Sunday, June 23, 2019

Caution: Market is mis-pricing trade talks risk

Preface: Explaining our market timing models
We maintain several market timing models, each with differing time horizons. The "Ultimate Market Timing Model" is a long-term market timing model based on the research outlined in our post, Building the ultimate market timing model. This model tends to generate only a handful of signals each decade.

The Trend Model is an asset allocation model which applies trend following principles based on the inputs of global stock and commodity price. This model has a shorter time horizon and tends to turn over about 4-6 times a year.
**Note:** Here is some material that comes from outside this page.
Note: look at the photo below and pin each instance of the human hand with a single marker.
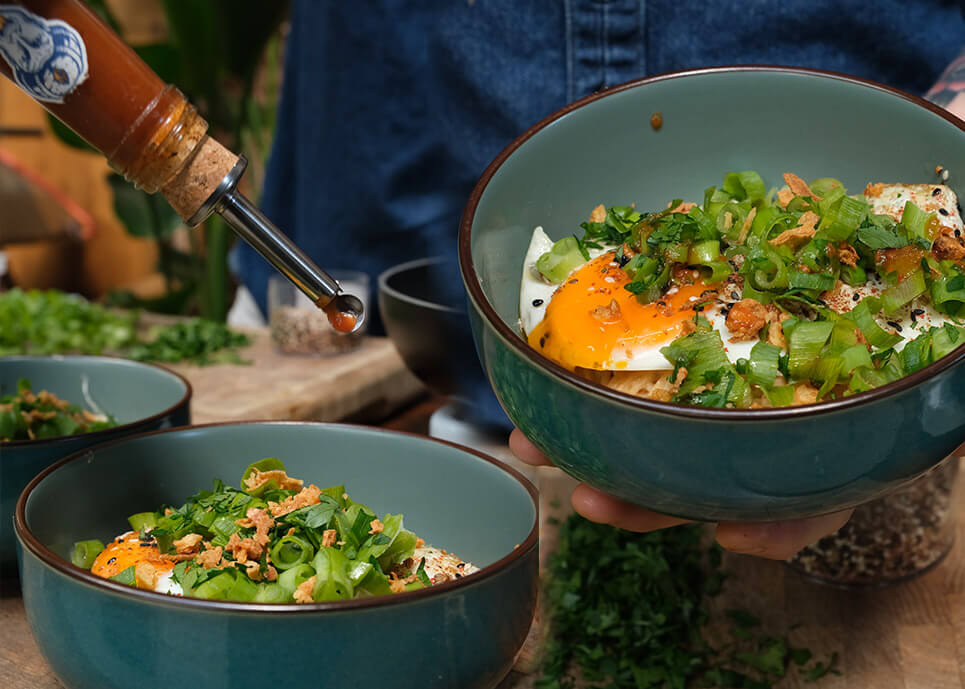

In essence, it seeks to answer the question, "Is the trend in the global economy expansion (bullish) or contraction (bearish)?"

My inner trader uses a trading model, which is a blend of price momentum (is the Trend Model becoming more bullish, or bearish?) and overbought/oversold extremes (don't buy if the trend is overbought, and vice versa). Subscribers receive real-time alerts of model changes, and a hypothetical trading record of the those email alerts are updated weekly here. The hypothetical trading record of the trading model of the real-time alerts that began in March 2016 is shown below.



The latest signals of each model are as follows:
  • Ultimate market timing model: Buy equities*
  • Trend Model signal: Neutral*
  • Trading model: Neutral*
* The performance chart and model readings have been delayed by a week out of respect to our paying subscribers.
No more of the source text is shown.